Bildquelle: Werbeagentur Frank Bode | www.werbe-bo.de

Die Bundespolizei führte jeweils am Dienstag, Mittwoch und Donnerstag einen Fahndungseinsatz zwischen Gotha und Eisenach durch. In der Zeit von 11:00 bis 22:00 Uhr wurde in den Hauptbahnhöfen Eisenach und Gotha verstärkt kontrolliert. Der Personennah- und Fernverkehr zwischen diesen Bahnhöfen gehörte ebenfalls zu den Schwerpunkten. Der Fokus der Beamten lag auf der Bekämpfung der illegalen Migration sowie der Bekämpfung von Gewalt-, Eigentums- und Betäubungsmitteldelikten.
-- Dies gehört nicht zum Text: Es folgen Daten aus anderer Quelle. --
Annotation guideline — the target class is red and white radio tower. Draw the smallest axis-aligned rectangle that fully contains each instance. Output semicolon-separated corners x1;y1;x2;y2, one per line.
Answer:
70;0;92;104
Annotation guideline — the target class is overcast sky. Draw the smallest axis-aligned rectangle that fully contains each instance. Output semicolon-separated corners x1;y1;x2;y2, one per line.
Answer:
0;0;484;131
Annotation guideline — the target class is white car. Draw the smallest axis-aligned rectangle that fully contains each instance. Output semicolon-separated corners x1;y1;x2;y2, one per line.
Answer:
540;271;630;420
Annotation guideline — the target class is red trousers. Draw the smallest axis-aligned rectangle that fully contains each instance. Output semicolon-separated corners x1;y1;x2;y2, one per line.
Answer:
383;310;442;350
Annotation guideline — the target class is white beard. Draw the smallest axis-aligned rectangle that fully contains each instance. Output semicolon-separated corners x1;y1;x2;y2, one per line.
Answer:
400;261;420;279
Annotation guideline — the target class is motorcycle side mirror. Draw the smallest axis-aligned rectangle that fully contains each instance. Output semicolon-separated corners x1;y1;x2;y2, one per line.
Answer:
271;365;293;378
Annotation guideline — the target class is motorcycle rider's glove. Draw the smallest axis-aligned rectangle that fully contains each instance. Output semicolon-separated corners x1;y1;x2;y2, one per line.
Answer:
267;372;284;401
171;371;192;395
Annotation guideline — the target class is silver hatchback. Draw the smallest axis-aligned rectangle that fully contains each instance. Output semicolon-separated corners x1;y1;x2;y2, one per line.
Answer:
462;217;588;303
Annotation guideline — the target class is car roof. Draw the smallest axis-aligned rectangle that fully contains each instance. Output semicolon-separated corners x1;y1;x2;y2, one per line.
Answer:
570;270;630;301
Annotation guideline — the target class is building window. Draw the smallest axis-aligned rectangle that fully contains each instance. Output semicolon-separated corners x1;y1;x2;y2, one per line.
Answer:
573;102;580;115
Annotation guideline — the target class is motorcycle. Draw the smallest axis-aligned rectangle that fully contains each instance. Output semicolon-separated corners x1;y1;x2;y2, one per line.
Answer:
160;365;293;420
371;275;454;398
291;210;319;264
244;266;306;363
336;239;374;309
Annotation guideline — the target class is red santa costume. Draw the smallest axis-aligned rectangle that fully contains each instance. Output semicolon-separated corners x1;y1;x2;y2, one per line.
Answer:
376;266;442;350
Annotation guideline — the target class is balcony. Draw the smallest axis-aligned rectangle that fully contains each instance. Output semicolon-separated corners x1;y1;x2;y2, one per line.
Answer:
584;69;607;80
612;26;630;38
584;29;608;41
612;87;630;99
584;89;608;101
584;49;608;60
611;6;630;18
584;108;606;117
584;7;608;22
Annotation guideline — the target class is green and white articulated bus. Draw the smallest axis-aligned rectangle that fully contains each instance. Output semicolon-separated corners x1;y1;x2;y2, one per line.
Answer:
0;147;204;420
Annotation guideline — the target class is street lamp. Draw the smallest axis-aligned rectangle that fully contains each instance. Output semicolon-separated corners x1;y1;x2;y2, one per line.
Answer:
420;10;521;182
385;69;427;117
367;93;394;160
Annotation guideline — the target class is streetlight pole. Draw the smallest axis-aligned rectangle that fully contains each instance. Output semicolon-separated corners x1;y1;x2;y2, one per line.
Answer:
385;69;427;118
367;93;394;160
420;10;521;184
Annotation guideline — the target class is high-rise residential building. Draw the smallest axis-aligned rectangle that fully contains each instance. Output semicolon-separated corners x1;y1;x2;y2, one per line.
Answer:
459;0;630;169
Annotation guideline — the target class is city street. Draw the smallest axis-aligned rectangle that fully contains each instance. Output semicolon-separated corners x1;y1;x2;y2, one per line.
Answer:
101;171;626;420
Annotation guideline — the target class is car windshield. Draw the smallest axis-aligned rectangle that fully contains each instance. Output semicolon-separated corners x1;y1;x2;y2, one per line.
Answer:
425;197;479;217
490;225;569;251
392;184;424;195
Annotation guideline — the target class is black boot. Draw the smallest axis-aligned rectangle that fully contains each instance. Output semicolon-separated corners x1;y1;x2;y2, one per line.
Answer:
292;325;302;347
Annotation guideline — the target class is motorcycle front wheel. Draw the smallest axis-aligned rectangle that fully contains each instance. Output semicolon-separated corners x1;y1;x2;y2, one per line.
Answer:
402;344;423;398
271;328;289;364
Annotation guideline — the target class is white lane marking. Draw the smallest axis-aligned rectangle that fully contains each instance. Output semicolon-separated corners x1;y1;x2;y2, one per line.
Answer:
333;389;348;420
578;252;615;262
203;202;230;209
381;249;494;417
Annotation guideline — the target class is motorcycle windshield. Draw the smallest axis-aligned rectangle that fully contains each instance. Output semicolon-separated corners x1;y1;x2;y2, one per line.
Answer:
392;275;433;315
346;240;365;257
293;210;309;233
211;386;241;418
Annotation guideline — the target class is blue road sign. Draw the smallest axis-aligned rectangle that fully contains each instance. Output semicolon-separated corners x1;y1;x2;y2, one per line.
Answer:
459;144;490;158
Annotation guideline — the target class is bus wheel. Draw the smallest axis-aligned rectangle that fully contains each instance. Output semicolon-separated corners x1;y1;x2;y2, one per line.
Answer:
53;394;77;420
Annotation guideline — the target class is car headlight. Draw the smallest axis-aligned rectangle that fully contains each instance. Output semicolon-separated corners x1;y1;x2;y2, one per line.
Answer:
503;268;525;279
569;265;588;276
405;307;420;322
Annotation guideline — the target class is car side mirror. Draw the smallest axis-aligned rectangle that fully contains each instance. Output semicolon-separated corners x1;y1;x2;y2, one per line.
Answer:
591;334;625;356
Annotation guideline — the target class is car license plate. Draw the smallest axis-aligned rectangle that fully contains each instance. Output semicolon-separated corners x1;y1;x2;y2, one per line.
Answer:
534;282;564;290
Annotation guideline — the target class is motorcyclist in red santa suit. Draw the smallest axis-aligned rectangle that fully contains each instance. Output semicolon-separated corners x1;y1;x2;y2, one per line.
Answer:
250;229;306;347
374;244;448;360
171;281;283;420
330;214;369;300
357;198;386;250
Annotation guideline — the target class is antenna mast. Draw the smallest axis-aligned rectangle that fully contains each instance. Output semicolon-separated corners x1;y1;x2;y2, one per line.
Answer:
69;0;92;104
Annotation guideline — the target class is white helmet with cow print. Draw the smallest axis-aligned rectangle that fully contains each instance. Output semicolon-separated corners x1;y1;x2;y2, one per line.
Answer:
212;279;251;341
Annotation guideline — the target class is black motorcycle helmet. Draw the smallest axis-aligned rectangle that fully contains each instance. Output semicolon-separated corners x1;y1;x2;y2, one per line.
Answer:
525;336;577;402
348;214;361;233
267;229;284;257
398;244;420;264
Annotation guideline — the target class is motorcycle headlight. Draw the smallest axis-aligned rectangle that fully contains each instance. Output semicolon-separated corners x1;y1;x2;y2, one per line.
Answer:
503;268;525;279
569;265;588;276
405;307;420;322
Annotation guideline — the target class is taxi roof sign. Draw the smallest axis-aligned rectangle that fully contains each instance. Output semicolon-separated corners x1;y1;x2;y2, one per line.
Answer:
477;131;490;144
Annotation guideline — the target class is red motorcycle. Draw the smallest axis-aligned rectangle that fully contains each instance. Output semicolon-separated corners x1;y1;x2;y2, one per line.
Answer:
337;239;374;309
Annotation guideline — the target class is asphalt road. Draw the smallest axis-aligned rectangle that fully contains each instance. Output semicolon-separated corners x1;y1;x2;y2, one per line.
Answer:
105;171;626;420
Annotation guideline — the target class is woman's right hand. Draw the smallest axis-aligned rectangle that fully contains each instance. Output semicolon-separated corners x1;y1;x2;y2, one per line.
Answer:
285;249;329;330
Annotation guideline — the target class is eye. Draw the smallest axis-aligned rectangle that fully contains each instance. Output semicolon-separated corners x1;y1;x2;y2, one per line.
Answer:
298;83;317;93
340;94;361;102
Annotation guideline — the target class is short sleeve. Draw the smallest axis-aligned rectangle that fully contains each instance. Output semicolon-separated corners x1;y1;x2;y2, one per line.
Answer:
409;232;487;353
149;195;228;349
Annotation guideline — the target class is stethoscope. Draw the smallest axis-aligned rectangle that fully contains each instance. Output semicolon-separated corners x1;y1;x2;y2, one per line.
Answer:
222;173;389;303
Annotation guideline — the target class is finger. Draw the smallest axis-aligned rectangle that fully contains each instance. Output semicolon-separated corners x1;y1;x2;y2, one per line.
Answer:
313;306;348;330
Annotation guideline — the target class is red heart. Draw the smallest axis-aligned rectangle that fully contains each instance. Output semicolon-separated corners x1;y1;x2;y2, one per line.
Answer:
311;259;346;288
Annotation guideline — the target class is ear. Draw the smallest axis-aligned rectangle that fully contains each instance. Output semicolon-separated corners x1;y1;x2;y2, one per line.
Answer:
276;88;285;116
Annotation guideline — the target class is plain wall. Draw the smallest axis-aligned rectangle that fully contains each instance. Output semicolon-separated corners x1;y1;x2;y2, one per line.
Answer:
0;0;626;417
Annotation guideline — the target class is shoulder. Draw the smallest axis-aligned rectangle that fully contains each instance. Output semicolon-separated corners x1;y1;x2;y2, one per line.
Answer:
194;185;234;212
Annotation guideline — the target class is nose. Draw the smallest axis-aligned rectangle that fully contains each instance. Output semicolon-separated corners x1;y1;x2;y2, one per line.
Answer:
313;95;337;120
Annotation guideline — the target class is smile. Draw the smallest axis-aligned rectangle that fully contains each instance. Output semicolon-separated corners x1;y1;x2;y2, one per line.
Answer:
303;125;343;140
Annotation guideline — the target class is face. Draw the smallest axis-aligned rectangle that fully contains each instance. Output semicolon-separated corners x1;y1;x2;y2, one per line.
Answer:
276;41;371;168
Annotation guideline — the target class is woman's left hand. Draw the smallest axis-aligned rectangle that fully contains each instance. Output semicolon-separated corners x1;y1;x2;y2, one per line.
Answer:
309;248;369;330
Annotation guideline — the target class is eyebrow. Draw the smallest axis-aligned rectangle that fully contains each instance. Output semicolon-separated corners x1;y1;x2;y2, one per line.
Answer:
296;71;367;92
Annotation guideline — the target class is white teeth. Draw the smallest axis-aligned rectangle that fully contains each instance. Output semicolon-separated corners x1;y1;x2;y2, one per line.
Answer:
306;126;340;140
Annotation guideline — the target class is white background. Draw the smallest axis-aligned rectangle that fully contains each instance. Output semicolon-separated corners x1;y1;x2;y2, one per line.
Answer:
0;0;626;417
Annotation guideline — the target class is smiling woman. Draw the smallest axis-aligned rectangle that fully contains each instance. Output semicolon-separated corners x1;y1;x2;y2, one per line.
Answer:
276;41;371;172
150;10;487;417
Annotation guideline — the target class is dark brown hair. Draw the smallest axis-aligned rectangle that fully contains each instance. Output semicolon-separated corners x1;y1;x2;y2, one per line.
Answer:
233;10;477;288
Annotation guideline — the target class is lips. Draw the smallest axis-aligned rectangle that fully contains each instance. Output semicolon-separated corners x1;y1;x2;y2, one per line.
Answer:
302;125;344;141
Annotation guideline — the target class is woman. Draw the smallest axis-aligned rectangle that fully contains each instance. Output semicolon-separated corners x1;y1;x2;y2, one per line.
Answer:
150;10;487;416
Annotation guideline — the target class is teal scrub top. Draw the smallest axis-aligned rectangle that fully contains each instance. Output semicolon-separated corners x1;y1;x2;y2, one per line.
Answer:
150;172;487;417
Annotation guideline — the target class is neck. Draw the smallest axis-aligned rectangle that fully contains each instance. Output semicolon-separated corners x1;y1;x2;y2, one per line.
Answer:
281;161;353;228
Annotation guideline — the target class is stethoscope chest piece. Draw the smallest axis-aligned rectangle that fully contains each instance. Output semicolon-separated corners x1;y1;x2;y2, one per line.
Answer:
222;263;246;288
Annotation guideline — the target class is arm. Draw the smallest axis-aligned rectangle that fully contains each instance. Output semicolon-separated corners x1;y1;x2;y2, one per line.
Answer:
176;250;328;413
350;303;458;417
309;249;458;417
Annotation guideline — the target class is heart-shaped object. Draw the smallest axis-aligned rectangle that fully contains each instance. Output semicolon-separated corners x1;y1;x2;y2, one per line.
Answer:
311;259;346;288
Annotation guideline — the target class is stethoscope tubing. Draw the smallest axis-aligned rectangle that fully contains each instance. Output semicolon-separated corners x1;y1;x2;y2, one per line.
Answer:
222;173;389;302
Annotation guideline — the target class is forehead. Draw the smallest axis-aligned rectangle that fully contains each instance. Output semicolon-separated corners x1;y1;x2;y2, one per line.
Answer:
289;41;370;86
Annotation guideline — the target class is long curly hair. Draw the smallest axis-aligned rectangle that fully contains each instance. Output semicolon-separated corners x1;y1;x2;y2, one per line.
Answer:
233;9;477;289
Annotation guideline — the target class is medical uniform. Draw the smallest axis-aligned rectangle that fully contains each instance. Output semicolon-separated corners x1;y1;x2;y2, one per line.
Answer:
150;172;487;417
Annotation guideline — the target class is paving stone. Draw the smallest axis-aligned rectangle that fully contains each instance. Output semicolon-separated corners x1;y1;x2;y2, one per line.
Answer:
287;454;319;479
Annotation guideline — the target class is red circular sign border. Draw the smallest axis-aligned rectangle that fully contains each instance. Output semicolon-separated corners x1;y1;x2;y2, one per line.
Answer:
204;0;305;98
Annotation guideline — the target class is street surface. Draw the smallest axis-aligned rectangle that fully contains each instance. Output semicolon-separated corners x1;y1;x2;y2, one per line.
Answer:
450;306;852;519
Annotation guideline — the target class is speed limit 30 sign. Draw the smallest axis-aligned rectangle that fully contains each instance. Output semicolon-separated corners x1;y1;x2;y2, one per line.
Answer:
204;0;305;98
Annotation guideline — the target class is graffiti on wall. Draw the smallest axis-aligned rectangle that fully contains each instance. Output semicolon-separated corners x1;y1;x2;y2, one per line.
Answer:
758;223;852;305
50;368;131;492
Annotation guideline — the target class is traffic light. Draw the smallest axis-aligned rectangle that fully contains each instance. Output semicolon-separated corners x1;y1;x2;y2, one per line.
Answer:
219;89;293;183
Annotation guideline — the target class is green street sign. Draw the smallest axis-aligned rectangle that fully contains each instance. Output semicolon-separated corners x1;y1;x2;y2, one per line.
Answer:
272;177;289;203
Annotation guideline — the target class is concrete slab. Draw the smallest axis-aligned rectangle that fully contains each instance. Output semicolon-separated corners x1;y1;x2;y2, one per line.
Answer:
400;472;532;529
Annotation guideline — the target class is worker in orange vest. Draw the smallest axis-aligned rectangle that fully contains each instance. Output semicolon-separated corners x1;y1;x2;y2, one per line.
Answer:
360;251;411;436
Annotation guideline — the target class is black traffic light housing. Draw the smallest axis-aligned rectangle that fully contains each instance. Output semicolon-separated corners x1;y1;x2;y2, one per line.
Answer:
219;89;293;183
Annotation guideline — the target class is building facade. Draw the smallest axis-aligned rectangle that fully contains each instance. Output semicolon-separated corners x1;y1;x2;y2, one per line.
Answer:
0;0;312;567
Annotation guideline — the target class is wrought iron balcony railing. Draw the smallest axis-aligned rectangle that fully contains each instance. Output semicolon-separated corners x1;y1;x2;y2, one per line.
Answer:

Ziel der Maßnahme war nicht zuletzt das subjektive Sicherheitsgefühl der Reisenden und der Einwohner zu erhöhen. Während des Einsatzes wurden über 120 Personen kontrolliert. Dabei stellten die Beamten vierzehn Verstöße gegen das Aufenthaltsgesetz, zwei Erschleichen von Leistungen und drei Ordnungswidrigkeiten fest. Des Weiteren konnten fünf Fahndungstreffer erzielt werden, darunter eine Ingewahrsamnahme eines 17-jährigen Tunesiers. Dieser galt bei den Kollegen des Kriminalkommissariats in Düsseldorf als vermisst.